The woman, whose name and nationality have not been made public, holds three jobs and works an average 59-hour week in breach of the statutory 35-hour rule.


A nurse is being denied citizenship for working too hard in France. _Credit:Gabriele Charotte_

Rejecting her application, officials said the amount of overtime she was doing placed her "in violation of regulations on working time in France".

The 35-hour rule introduced under a Socialist government in 2000 gave France one of the world's shortest working weeks, but it has since been relaxed and employees may be permitted to work up to 48 hours a week including overtime.

The préfecture of Val-de-Marne, near Paris, said in correspondence to the nurse that it was "postponing" her naturalisation application for two years. The letter was posted on social media by one of her friends, Nicolas Delage. "I find this scandalous," Mr Delage told the online newspaper 20 Minutes. "One reason for granting [French] nationality is work. She is not stealing anyone's work."

Sanjay Navy, a lawyer, said immigrants were often denied citizenship for working too many hours. "I've seen similar cases before. This is not an isolated decision," he said.

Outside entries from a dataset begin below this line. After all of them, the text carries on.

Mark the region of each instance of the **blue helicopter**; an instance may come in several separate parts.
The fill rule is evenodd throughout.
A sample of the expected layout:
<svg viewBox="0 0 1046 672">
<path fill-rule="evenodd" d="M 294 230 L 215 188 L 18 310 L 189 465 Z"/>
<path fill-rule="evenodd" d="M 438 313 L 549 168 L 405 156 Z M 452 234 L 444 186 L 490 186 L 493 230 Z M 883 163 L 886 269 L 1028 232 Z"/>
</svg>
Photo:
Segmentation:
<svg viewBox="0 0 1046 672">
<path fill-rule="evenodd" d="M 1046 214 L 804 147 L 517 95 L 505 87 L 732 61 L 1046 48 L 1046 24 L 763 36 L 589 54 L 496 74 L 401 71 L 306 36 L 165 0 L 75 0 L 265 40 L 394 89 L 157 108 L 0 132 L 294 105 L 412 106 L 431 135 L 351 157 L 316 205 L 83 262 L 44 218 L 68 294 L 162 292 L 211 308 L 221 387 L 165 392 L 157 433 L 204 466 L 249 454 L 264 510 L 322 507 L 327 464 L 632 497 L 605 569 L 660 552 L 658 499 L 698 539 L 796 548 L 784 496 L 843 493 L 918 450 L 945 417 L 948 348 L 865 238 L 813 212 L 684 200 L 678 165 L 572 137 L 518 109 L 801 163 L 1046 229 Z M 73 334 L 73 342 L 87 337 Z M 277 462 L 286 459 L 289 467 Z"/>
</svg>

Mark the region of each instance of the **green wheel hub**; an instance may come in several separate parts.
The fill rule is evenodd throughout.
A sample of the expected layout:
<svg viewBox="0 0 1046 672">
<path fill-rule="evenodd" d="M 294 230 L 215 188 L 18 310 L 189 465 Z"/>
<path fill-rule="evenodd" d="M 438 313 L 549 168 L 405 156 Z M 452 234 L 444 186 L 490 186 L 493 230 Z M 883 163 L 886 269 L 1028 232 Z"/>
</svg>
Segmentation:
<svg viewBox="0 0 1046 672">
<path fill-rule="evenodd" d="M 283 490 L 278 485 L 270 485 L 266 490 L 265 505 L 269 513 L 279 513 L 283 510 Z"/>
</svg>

Navy said he had seen a number of naturalisation applications by security guards turned down because they had multiple employers and worked too many hours.

According to the most recent official figures, about 63,000 immigrants were granted French citizenship in 2017.

The French are bitterly divided over the 35-hour week, which became a campaign issue in the 2017 presidential election. The unsuccessful conservative candidate, François Fillon, promised to abolish it, arguing that it caused economic stagnation. However, Emmanuel Macron, the victorious centrist, has stopped short of scrapping it but has introduced greater flexibility for companies to negotiate longer hours with their staff.

In April a government report revealing more than 300,000 civil servants work less than 35 hours a week caused outrage among private sector employees who said say they regularly worked longer hours to achieve their targets.

A baker in northern France was fined €3000 ($4779) last year for breaching legal limits on work hours by opening his business seven days a week.


----------



## WestSydGuy (Jun 7, 2018)

Very unfrench to work that many hours :smiles:


----------



## Who is John Galt? (Sep 28, 2016)

Hugh G said:


> A baker in northern France was fined €3000 ($4779) last year for breaching legal limits on work hours by opening his business seven days a week.


And fair enough too.

Everything in France has a limited work life, and working something that hard is bound to cause stress and burnout.

You wouldn't use the same French letter seven days a week, would you?

.


----------



## Smythe-Brownson-Brown (Jun 24, 2019)

And we wonder why we are having problems. Public servants here certainly don't work hard lol. See how long it takes to process working with vulnerable people checks lol.


----------